Like Lego, rhymes are extendable, too. You can expand the lexical scene by tagging on more and more rhyming words, with your memory the only limit. Another difficult-to-remember word for me in Greek, for example, is χιονοστιβάδα (chionostivádha), meaning avalanche. As another -άδα (-ádha) word, I can simply build it into my little poem:

η χιονοστιβάδα στην κοιλάδα στην ελλάδα
i chionostivádha stin kiládha stin elládha
the avalanche in the valley in Greece

Read phrases like this out loud, and the rhythmic dimension also becomes very clear – yet another support to bolster the memory.

Rhyming Grammar

In fact, learning whole snippets of language in rhyming couplets, rather than individual words, can support grammar acquisition. The following German pair serves as a great example of the dative case with feminine singular nouns:

  • an der Wand (on the wall)
  • in der Hand (in the hand)

You can build rhythmic rhymes like this into more extensive ‘mini poems’ to contain a range of vocab and grammar points. This can be a lot of fun: teaching German, I regularly worked the rhyming game into my lessons. In advance, I would put together a daft bit of verse containing the central words and structures for the current topic. Nothing too extensive – just a few lines of rhyming couplets. Perhaps something like this:

Ich habe einen grünen Hund, er ist ziemlich klug,
Er spricht mit Katzen jeden Tag, und fährt dann mit dem Zug.
I have a green dog, he’s pretty clever,
He talks to cats every day, and then takes the train.

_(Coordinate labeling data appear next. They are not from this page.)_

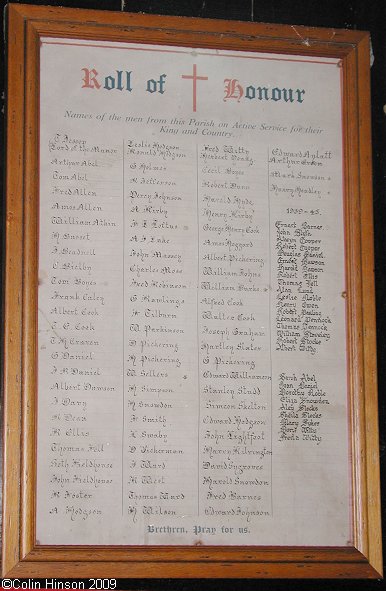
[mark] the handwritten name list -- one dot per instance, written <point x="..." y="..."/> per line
<point x="191" y="321"/>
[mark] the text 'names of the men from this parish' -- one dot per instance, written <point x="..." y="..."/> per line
<point x="192" y="338"/>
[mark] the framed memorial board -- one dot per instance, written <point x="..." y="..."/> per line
<point x="189" y="367"/>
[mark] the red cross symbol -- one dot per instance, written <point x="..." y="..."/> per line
<point x="194" y="78"/>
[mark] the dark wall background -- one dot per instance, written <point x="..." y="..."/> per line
<point x="351" y="14"/>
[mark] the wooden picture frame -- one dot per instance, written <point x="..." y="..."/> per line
<point x="22" y="555"/>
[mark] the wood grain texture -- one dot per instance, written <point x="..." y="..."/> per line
<point x="22" y="556"/>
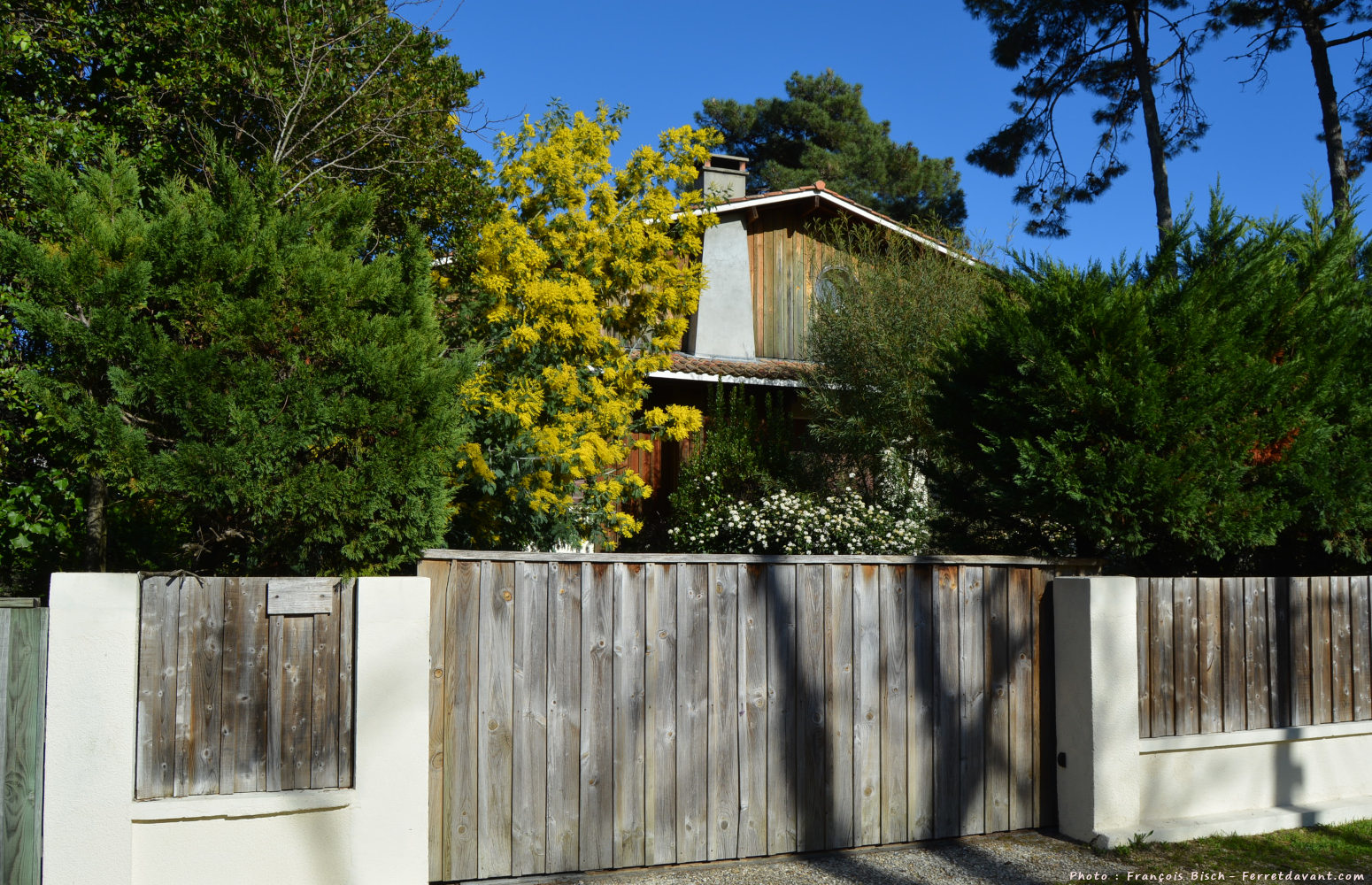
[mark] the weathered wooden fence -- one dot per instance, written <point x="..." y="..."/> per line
<point x="596" y="711"/>
<point x="1237" y="653"/>
<point x="24" y="668"/>
<point x="244" y="685"/>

Admittedly, that is a pretty nonsensical scene. And you have to think a little creatively to make this stuff scan! But it is worth the effort: in there, we have some animal vocab, a transport word, and a host of important grammatical points: adjective endings, verb conjugations and so on. Two lines, but packed with handy language learning gems.

These poetical delights would be on the whiteboard when my students entered the room. As the lesson kicked off, we would read through the lines together. Then, I would rub out a few random words, and we read again, reciting the missing words from memory. The process would repeat – rubbing out, reading, rubbing out, reading –  until nothing would be left on the board.

But – as if by magic! – the students could now recite the whole thing. At the end of the lesson, I would ask them to try again from memory once again, and, to their surprise, they could reproduce the whole thing. What a great confidence boost for kids who so often doubted their language learning abilities.

A Rhyme-Honoured Tradition

The power of rhyme is hardly a secret – it is a famously great technique for aiding memory. We have myriad oral traditions of epic poetry to prove the point. For millennia, stories have been passed from generation to generation through memorised verse; ancient texts such as Beowulf may have literary lives stretching back long before they were ever written down.

But you don’t need to be a literary genius to benefit personally – just a handful of words will suffice for some verse. And let’s face it: as beginners, we only have a handful of words to play with. But that makes more a greater creative challenge, right? 

And for when words fail, you can turn to online, multilingual rhyming dictionaries like the following:

The wordplays needn’t stop at rhyme, either. You can play around with other techniques, such as alliteration, to create more memorable vocabulary notes. Duolingo has recently introduced the phrase deiseil agus deònach (ready and willing) into its Gaelic course, for example. Doesn’t that trip off the tongue nicely?